Wilderness is important, and not just to preserve the environment that we live in, but also to preserve our collective sanity. Yes, it’s important to protect endangered species simply because they deserve it, but it’s more important to preserve, to the extent possible, all that is wild, and savage, and brutal, and beautiful, and genuine in the world, not just for our own sakes, but especially for our children and grandchildren, because it is they, more than any other generation, who have inherited a world devoid of reality, truth, and beauty, and one badly in need of sanctuary from the constant bombardment of (((media))) messages, most of which are designed to deaden our senses and bludgeon us with lies so absurd that only an imbecile or a madman would have believed them only a generation ago.
Thus, Denali (and other national parks) function as reservoirs of lucidity precisely because the wilderness itself cannot be filtered or massaged-because the message the taiga sends is unambiguous-and that message, for those who wish to hear it, is that, regardless of how much we might wish the world were different than it is doesn’t matter at all-it’s the way the world actually does work that matters, and the crystalline image, simply and succinctly trumpeted by these wilderness areas, is that nature is uncompromising in its life or death struggle, yet starkly beautiful in its perfection, and it does not tolerate evolutionary dead ends, sloth, or mere fecundity for its own sake, nor does it care about feelings, “micro-agressions”, or potential. It is a world clearly created by a higher being, and the lessons it should teach us-that survival is a harsh reality, that beauty is to be found in every living thing, and that mistakes and actions have severe consequences that cannot be negotiated away-is as applicable to man as a natural being as much as to any animal.

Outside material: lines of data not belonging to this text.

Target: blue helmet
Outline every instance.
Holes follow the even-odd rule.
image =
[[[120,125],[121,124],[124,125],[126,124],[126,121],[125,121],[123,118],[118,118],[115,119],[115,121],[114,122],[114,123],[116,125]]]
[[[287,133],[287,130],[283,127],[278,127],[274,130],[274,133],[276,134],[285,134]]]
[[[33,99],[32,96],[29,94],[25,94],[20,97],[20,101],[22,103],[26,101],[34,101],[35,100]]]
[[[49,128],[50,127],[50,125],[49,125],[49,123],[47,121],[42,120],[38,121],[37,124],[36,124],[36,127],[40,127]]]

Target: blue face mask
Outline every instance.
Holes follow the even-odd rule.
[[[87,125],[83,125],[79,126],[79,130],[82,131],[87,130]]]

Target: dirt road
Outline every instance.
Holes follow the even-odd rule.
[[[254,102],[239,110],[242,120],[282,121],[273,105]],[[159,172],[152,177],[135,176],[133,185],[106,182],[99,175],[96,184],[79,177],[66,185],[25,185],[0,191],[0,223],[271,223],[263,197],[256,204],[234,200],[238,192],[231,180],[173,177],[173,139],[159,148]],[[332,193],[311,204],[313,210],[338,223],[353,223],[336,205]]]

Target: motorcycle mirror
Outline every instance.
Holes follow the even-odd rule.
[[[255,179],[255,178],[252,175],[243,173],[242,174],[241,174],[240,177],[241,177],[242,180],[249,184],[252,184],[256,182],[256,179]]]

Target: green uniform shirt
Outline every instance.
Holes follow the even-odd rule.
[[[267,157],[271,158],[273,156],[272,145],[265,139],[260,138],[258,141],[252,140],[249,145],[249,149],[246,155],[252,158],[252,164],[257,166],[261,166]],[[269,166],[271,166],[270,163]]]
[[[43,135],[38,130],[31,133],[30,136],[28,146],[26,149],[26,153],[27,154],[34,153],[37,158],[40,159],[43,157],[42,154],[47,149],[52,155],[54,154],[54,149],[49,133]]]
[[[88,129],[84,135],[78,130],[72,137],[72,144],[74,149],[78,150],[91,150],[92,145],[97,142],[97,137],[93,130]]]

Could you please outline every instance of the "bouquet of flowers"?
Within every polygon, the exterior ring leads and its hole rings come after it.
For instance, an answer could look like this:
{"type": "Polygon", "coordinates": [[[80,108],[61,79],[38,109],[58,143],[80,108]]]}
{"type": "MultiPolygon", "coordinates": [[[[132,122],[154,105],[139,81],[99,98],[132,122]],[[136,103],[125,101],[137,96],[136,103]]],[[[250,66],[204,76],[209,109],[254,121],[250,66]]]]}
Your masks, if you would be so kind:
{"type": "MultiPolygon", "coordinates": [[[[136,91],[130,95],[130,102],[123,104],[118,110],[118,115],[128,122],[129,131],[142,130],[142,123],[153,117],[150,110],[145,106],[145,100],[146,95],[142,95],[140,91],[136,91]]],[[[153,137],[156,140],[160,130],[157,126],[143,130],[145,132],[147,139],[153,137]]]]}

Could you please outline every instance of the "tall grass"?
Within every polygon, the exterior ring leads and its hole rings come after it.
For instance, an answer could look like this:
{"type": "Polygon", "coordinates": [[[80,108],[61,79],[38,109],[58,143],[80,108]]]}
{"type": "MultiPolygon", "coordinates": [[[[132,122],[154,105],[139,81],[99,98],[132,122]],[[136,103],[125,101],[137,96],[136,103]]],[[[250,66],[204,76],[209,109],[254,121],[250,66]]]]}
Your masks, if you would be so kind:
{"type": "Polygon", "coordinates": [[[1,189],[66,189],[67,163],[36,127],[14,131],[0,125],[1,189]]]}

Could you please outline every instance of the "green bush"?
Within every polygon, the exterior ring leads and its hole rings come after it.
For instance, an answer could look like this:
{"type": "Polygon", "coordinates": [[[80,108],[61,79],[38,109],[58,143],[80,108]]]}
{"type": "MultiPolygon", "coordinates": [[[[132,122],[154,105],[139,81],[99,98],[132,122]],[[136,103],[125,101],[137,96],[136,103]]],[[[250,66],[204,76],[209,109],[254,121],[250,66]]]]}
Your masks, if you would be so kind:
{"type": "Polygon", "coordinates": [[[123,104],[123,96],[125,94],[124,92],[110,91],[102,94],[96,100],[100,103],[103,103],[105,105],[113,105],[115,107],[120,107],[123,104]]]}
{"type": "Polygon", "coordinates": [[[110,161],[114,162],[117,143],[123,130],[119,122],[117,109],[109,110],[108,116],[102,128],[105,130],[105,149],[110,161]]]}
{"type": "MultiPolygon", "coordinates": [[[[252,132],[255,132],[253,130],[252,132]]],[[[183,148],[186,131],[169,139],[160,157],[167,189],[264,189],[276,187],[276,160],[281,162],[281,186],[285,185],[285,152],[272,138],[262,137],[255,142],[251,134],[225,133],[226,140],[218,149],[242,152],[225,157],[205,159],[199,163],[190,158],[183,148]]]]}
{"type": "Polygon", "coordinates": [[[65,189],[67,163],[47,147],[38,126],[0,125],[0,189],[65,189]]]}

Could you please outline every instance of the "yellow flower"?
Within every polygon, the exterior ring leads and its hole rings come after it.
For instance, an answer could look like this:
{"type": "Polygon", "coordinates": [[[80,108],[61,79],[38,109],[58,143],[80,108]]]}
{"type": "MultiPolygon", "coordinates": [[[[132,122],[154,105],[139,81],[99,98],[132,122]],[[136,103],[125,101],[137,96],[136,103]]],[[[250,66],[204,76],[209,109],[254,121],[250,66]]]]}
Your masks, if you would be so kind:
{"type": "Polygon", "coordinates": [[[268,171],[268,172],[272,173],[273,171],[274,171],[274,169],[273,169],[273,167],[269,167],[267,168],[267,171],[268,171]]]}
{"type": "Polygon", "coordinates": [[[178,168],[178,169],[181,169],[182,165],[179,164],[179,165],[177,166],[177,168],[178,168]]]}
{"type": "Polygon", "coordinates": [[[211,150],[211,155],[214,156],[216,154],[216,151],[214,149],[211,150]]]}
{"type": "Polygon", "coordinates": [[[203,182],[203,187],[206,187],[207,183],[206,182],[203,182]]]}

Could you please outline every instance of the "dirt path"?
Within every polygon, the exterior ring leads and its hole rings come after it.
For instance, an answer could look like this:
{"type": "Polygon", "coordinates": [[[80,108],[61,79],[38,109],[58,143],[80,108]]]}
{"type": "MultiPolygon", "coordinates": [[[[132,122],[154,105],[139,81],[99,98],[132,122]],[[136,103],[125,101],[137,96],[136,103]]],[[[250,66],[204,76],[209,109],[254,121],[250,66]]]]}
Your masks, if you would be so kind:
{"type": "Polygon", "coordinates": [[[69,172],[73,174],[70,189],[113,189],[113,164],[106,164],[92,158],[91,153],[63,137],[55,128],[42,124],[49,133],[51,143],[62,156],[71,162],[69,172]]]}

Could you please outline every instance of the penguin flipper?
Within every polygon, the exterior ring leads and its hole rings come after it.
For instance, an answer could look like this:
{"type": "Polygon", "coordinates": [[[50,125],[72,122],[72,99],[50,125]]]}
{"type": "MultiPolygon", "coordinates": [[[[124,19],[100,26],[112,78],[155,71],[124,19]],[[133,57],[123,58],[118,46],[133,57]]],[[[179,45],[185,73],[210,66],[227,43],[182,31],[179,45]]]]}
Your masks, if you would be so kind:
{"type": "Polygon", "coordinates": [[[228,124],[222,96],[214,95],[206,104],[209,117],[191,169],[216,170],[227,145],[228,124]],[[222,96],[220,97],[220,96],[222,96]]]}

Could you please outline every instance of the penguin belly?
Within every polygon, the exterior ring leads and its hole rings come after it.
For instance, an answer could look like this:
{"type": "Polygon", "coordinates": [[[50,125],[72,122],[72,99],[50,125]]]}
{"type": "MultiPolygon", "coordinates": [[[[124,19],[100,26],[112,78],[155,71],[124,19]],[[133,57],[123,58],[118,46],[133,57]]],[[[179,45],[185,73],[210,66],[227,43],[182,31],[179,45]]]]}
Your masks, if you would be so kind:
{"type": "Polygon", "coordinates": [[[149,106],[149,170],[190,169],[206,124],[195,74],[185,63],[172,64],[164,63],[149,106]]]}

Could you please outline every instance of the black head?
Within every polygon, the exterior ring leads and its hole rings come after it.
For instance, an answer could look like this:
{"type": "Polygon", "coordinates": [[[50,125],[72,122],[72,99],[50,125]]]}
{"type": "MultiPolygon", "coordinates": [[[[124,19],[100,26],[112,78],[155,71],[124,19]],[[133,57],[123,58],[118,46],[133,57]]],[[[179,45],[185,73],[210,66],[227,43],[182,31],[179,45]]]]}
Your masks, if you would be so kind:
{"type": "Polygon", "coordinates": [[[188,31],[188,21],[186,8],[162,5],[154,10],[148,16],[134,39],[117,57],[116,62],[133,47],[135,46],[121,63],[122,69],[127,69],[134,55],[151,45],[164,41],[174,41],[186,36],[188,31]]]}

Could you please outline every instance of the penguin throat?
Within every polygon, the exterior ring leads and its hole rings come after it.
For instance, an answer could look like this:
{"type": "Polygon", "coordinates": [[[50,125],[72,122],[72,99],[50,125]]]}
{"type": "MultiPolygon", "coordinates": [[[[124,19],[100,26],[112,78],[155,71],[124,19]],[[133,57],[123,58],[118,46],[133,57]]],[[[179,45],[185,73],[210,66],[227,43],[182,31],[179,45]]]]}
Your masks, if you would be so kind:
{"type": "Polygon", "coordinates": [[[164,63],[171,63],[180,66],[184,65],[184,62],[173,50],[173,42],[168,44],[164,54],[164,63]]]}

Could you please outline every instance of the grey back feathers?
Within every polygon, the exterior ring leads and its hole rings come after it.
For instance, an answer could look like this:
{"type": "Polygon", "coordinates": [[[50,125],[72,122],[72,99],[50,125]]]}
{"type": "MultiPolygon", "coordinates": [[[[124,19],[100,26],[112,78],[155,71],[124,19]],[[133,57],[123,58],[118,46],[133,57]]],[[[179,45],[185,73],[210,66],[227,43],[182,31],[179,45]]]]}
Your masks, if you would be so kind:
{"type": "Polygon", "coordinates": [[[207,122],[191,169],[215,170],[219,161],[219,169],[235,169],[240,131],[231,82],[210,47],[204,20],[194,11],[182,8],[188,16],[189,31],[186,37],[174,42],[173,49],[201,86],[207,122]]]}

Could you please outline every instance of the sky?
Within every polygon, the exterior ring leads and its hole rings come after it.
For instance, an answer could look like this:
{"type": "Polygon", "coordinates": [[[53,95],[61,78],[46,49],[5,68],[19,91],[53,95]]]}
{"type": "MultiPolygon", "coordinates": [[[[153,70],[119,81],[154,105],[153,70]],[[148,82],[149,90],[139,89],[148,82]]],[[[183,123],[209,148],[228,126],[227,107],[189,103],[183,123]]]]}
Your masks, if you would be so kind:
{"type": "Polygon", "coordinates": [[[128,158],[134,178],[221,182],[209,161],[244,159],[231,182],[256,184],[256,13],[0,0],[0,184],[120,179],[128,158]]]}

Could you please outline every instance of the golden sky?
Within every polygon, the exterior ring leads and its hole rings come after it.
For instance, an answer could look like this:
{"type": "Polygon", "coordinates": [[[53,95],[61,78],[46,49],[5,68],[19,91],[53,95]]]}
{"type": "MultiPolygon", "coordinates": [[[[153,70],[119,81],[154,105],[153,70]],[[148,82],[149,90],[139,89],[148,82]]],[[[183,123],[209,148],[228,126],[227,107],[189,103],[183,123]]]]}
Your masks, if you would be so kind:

I stayed four days in Denali at the Tonglen Lake Lodge. During that time, I saw Dall Sheep, a herd of caribou, a bull moose in rut, and the splendor of Mt McKinley on a clear day. It’s a beautiful place beautifully preserved and I hope it stays that way.
If you go, I have these tips:
Where to stay-If I did it over again, I’d plan my trip about a year ahead of time and grab one of the few RV camping spots 30 miles inside the park. That’ll get you 15 miles further in than a car can go, and it lets you stay there on the cheap (relatively speaking-about $200/night including RV rental and campsite). There are hotels that are way inside at the 90 mile point (Kantishna), but there are some compromises with staying there (eg., outhouse facilities and the need to actually make very long range plans). If that doesn’t bother you, the $1000/night charges might.
What to do-The Eielson shuttle takes you 90 miles in via a school bus. It’s an 8-hour, all day affair, but it’s the only way to get deep in the heart of the park (other than the lodges mentioned above or some other private buses but they are also limited to the 90 mile road). You can jump on/off the shuttle bus anywhere you want, but there’s a catch: when you step back to the road to wave down the next bus, it might be full. I just road in/road out and saw plenty of wildlife. If you do the shuttle, pack a lunch-there are no restaurants or cafe’s anywhere on the route (although restrooms are available at reasonable intervals).
BUT-I also had a car, which allowed me to drive 15 miles in and stop where I wanted. I knew where to stop because that is where everyone else was already pulled off to the side of the road looking at something. Since I was there during the moose rutting season (late August-September) I was able to see these magnificent beasts (up to 1600 pounds!) up close just by pulling over.
I also took some short hikes on my own. There are all kinds of shorter or longer routes to take from just 30 minutes to several days duration.
What to bring-Binoculars and a good camera. Lunch if you’re on the shuttle bus. I didn’t need insect repellent but have heard it’s a good idea to bring it. Bear spray if you’re hiking, along with good socks, water, a cell phone, and rain gear.
Don’t stress-There’s only one road in and out, and everybody has to take it if they want to see the park. You’re not going to miss anything (although Mt McKinley will reveal itself only if it wants to).
Shopping-If you can, buy your provisions elsewhere. The local grocers are little more than convenience stores and they will rip you off severely.
Getting there-Everyone wants to take the train. I didn’t and am glad I didn’t because the weather was bad on my travel days. But I did take the Seward Gold Star which is also run by the Alaska railroad and it was truly a stellar first class experience, so I’m not knocking the idea entirely. The trouble is, the train then leaves you at the mercy of someone else to get you around once you arrive and then you’ll have to eat where the masses eat, and that’s not generally a good thing.
How much time to allow-A difficult question, because it depends on what you just have to see. If you want a clear view of McKinley, you might need to allow a month. I was there four days and saw nothing until my drive back to Anchorage, when the mountain decided to reveal itself to me (it is so large it creates its own weather system). With wildlife, you have a very high chance of seeing caribou, bear, Dall sheep, and moose during just one or two days there. That said, I’d allow 3 nights. That gives you two full days to see things, and it’s enough for most.